Can you give an example of how those creative energies used to flourish? Optimally.
Think of El Greco, a painter who came from Crete when Crete was a colony of Venice. He moved to Venice and started painting like an Italian. Then he moved to Spain. This one painter links Crete and Byzantine art with a style close to the Venetians Titian and Tintoretto and also the great Baroque painting in the court of the King of Spain in Toledo. That’s something that without Venice couldn’t have happened, and El Greco didn’t do it for tourists. He did it for citizens, for human beings. The old republic of Venice clearly encouraged this in some way — it was a city full of energies, not just tourists.
In the book you write so much about how Venice is the product of a long history, one in which different people and ideas and ways of being kept mixing and interacting. The city wasn’t static, which you’re arguing it’s in danger of becoming. But isn’t it possible that we’re just moving towards a future where historic physical spaces are just less important to how humans live? Maybe the creative energies that you say are being diminished in Venice are just moving online?
What you’re describing is a process that’s happening everywhere to a certain extent, but it doesn’t involve the majority of young people, at least it doesn’t in Italy. There are young people in Italy who aren’t being eaten up by the digital world. I believe living in a historic city encourages people to experience the relationship between the body of a city and the body of the people living in that city. It’s an enriching experience that living online can’t provide.

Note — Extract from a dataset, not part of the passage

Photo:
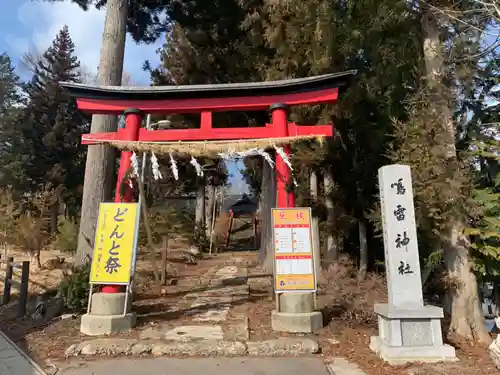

You’ve raised the idea of architects adopting their own Hippocratic oath, where they pledge to do no harm. And you use the example of a Calatrava bridge in the city as an example of an architect who has done harm. But that’s one bridge in a city of a thousand bridges. What other harm have architects done to Venice?
I’m not pointing my finger at Calatrava but at the city’s administration. The reason why that bridge is a failure is because the mayor didn’t explain to him that there should’ve been a bridge closer to the DNA of Venetian bridges. He can design it his own way, I’m not opposed to modernity in Venice, but technically his bridge doesn’t work. It requires high maintenance, which is not the case for other Venetian bridges. But rather than complain about bad architecture after the fact, it’s better to raise these things before bad architecture is built. A Hippocratic oath for architects is a provocation, a way of saying that architects have social and cultural responsibility; they cannot say that they are only serving their customers. They also have to serve the generations of people that will live in a city with their buildings.
What gives you optimism for Venice’s future?
The beauty of the city. It radiates around itself, and that provides a strength and a legacy that motivates people to protect it. On my lecture tour here in the U.S. for this book, I’ve been surprised at how many people are coming to hear me speak. At Brown University the other day, the room was overflowing with people. The attention is fantastic. I think public opinion about what’s happening to Venice is increasing and young people in Venice are increasingly willing to fight for their city. The more that people realize that Venice is in real danger of becoming a hollow city solely for tourists, the more that people will try to preserve it as a real, living thing.
This interview has been edited and condensed.